Le chien de garde, le Conseil des gardiens, a approuvé la date, a déclaré le chef du siège des élections iraniennes Jamal Orf à l’agence de presse officielle de la République islamique (IRNA). Les candidats qui souhaitent se présenter au scrutin doivent présenter une demande d’approbation au début d’avril; la liste définitive doit être annoncée début juin.
En vertu de la loi iranienne, un président sortant ne peut pas briguer un troisième mandat s’il a déjà servi pendant deux mandats consécutifs. Rohani a été élu pour la première fois en 2013 et réélu quatre ans plus tard.
Rohani subit une pression croissante des sanctions américaines depuis que le président Donald Trump a retiré il y a deux ans les États-Unis de l’accord nucléaire de 2015 entre l’Iran et les puissances mondiales. L’accord a freiné le programme nucléaire iranien en échange d’un allégement des sanctions.
Trump a également imposé de sévères sanctions à l’Iran, plongeant son économie dans une spirale descendante. L’Iran est maintenant aux prises avec la pression de l’administration Trump pour imposer des sanctions dites «de reprise» sur ce que Washington qualifie de violation par l’Iran de l’accord nucléaire.

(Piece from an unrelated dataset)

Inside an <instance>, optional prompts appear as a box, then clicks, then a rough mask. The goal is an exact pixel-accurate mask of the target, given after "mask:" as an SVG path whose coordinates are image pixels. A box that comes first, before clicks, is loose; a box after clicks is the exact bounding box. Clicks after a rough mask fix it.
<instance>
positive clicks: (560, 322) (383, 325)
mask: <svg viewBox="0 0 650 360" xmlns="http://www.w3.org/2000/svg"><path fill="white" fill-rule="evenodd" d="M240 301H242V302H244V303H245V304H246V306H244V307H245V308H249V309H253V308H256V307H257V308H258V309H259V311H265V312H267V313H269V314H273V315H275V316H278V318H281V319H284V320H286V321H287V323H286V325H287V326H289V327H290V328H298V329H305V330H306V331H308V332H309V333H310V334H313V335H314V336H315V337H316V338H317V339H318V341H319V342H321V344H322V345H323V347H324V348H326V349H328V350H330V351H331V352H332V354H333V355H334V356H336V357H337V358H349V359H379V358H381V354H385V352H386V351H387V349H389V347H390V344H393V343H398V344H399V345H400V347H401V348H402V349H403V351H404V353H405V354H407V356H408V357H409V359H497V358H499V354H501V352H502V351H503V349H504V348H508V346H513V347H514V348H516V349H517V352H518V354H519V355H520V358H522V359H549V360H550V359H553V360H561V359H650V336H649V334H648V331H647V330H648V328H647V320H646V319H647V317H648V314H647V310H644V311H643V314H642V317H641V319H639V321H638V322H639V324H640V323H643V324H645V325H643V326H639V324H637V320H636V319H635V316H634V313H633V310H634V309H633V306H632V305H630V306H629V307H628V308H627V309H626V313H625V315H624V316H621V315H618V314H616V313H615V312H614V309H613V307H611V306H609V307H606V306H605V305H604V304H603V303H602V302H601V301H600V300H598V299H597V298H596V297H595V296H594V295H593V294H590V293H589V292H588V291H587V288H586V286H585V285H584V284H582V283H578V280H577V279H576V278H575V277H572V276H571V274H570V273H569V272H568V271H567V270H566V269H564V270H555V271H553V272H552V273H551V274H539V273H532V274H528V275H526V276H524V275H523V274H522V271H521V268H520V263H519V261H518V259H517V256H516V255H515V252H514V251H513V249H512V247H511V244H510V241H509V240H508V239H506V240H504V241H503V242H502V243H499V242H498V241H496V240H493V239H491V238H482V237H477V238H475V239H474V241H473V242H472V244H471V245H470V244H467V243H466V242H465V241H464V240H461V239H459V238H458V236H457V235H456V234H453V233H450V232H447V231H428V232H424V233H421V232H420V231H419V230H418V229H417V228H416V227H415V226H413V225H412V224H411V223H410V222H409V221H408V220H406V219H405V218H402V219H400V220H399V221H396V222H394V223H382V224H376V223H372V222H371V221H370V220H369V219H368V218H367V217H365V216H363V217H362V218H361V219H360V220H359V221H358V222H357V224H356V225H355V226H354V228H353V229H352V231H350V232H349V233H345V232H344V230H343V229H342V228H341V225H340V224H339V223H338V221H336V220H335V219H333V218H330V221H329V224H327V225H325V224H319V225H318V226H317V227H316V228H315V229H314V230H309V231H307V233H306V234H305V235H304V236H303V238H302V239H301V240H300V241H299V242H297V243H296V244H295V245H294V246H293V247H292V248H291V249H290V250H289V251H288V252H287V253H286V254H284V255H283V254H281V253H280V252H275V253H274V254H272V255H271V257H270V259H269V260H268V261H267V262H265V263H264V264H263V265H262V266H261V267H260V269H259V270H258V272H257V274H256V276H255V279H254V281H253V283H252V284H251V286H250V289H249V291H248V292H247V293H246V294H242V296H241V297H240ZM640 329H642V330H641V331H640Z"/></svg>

En février, l’Iran a organisé des élections législatives qui ont vu un taux de participation de 42,57% – le plus bas depuis la révolution iranienne de 1979 et un signe de mécontentement généralisé et de l’état de l’économie sur fond de pressions américaines intenses. La maison nouvellement élue est dominée par des législateurs conservateurs.
L’Iran est également confronté à l’épidémie de coronavirus la plus importante et la plus meurtrière de la région du Moyen-Orient, avec plus de 358000 cas enregistrés, dont 20643 décès.